Speed is the thing that is frustrating me most and is actually the thing that seems hardest for the schools to implement, at least in the younger grades where the students are generally not as capable of focusing in on their own work without a little outside assistance and are less likely to be their own advocates.
There are two ways in which we've encountered problems with speed. The first is the organizational issues the school has, which has meant that AJ got little or no differentiated work for the first several months of the year for both last year and the year before (K and 1st grade) because it took that long for the teachers to catch up with the class and figure out what to do. I have tried to be more proactive for next year, but because the school doesn't assign students to classes until a couple of weeks before the new school year starts, there is only so much we can do in advance. So even with the efforts I've made thus far, there is a good chance there will be a lag yet again this coming year. This is, as far as I am concerned, completely unacceptable. First conferences in November is way too late to get on board with these students and at that point, we had a lot of undoing to accomplish with AJ. I'm sure our school is not alone in this. I don't see it changing anytime soon -- it's not that the schools don't want to, it's just that they're not set up in such a way that this process is in any way efficient, so it's up to the parents to get in there and make sure your kid gets what he or she deserves. I go into every school year assuming the teacher knows absolutely nothing about AJ. This is, fortunately, not usually true, but it is true that the teacher doesn't always know all the things she should. My solutions: talk early and often to the teacher and put everything you possibly can in writing.

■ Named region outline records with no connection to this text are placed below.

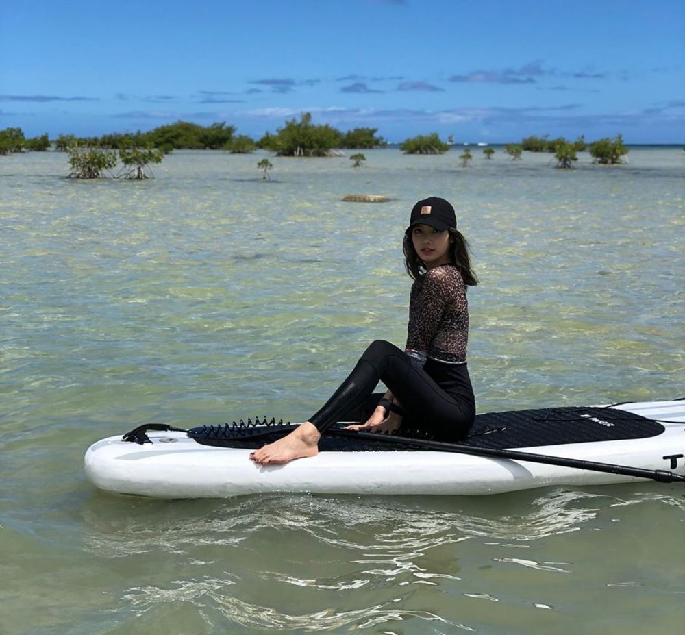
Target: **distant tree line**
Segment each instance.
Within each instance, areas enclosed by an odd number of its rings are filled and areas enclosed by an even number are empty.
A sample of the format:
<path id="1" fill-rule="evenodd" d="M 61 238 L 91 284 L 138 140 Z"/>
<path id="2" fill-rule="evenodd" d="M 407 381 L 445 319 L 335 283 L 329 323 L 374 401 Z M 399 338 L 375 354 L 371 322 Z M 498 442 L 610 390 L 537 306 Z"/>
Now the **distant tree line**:
<path id="1" fill-rule="evenodd" d="M 159 162 L 155 153 L 166 154 L 175 149 L 224 150 L 232 153 L 253 152 L 262 149 L 275 153 L 278 156 L 327 156 L 336 153 L 336 149 L 369 149 L 386 145 L 386 140 L 376 133 L 377 128 L 358 127 L 342 132 L 327 124 L 312 123 L 312 115 L 303 113 L 296 119 L 285 122 L 275 133 L 267 132 L 260 139 L 254 140 L 247 135 L 236 135 L 236 127 L 227 125 L 225 121 L 216 122 L 209 126 L 202 126 L 188 121 L 160 126 L 147 132 L 111 133 L 100 137 L 79 138 L 73 134 L 60 134 L 54 140 L 57 150 L 75 153 L 73 149 L 100 149 L 123 151 L 120 160 L 128 158 L 132 161 L 132 152 L 136 151 L 136 159 L 141 157 L 150 161 L 138 162 L 136 165 Z M 575 141 L 568 141 L 563 137 L 548 138 L 548 135 L 531 135 L 519 144 L 507 144 L 506 153 L 514 160 L 521 158 L 523 151 L 549 152 L 554 153 L 559 167 L 571 167 L 577 160 L 577 153 L 588 150 L 595 163 L 616 164 L 623 162 L 628 150 L 623 145 L 621 134 L 614 139 L 600 139 L 589 145 L 586 145 L 581 135 Z M 45 151 L 51 145 L 48 135 L 41 135 L 27 139 L 21 128 L 7 128 L 0 130 L 0 155 L 9 155 L 27 151 Z M 406 139 L 400 149 L 406 154 L 442 154 L 447 151 L 450 144 L 440 140 L 438 133 L 418 135 Z M 142 154 L 141 153 L 147 153 Z M 88 155 L 80 151 L 79 155 Z M 486 153 L 490 158 L 491 153 Z M 467 165 L 472 157 L 460 157 L 462 164 Z M 125 162 L 125 164 L 127 164 Z M 141 177 L 140 169 L 134 171 Z"/>
<path id="2" fill-rule="evenodd" d="M 258 148 L 275 152 L 279 156 L 324 156 L 336 148 L 369 149 L 386 145 L 377 136 L 377 128 L 354 128 L 343 132 L 329 125 L 316 125 L 312 115 L 303 113 L 298 121 L 286 122 L 275 134 L 267 132 L 254 140 L 247 135 L 236 134 L 236 127 L 225 121 L 202 126 L 189 121 L 160 126 L 147 132 L 113 132 L 102 136 L 77 137 L 60 134 L 53 140 L 55 149 L 66 152 L 75 146 L 119 150 L 121 148 L 156 148 L 164 153 L 173 150 L 225 150 L 233 153 L 253 152 Z M 0 154 L 29 150 L 47 150 L 47 134 L 25 139 L 21 128 L 0 131 Z"/>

The second problem we have encountered with speed is caused by speed itself, namely that if he moves too fast through his differentiated materials, he's left twiddling his thumbs. His teacher this year was good about catching it, but in a class with 27 kids, several of which had special needs of one sort or another, there is only so fast that she could react. I've tried to address this for next year by working on a curriculum plan that the classroom teacher, the gifted teacher, and we parents are all on board with. This way we can help each other instead of working at cross purposes and hopefully AJ will waste less time. I'm also working on getting AJ involved in some online courses through Stanford, which I'm hoping can be implemented at school rather than at home (although probably at our expense) in order to give him something he can do at his own pace when the classroom materials run out. But there may be a technology barrier. We shall see.

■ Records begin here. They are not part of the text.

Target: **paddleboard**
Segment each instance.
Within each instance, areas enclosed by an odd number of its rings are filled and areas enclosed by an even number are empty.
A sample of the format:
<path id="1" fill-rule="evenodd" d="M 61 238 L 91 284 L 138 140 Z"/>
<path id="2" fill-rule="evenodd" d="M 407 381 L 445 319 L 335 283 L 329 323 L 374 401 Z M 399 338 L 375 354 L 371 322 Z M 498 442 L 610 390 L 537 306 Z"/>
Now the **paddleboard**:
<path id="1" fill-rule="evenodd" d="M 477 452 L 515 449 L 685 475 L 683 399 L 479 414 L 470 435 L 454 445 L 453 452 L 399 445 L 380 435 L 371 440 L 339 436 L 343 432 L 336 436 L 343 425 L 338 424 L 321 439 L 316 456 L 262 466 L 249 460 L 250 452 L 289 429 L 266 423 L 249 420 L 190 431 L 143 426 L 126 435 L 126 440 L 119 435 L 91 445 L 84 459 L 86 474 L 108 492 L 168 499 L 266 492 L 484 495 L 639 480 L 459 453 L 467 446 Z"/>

The issue of tutoring has not been a problem this year for us (his teacher was exceptionally sensitive to his social issues), but it has been in the past -- when he was 3, his preschool, without checking with us, had AJ go around to all the classrooms and read to the other kids. AJ loved the attention and it was supposed to be inspirational for his classmates, but it made me very uncomfortable when I found out about it. Now he has much more of a love-hate relationship with that kind of attention. When he reads out loud to his friends (which they all did in class this year), he mimics the halting style of the typical first grade reader instead of the fluid, nuanced and dramatic style we get at home.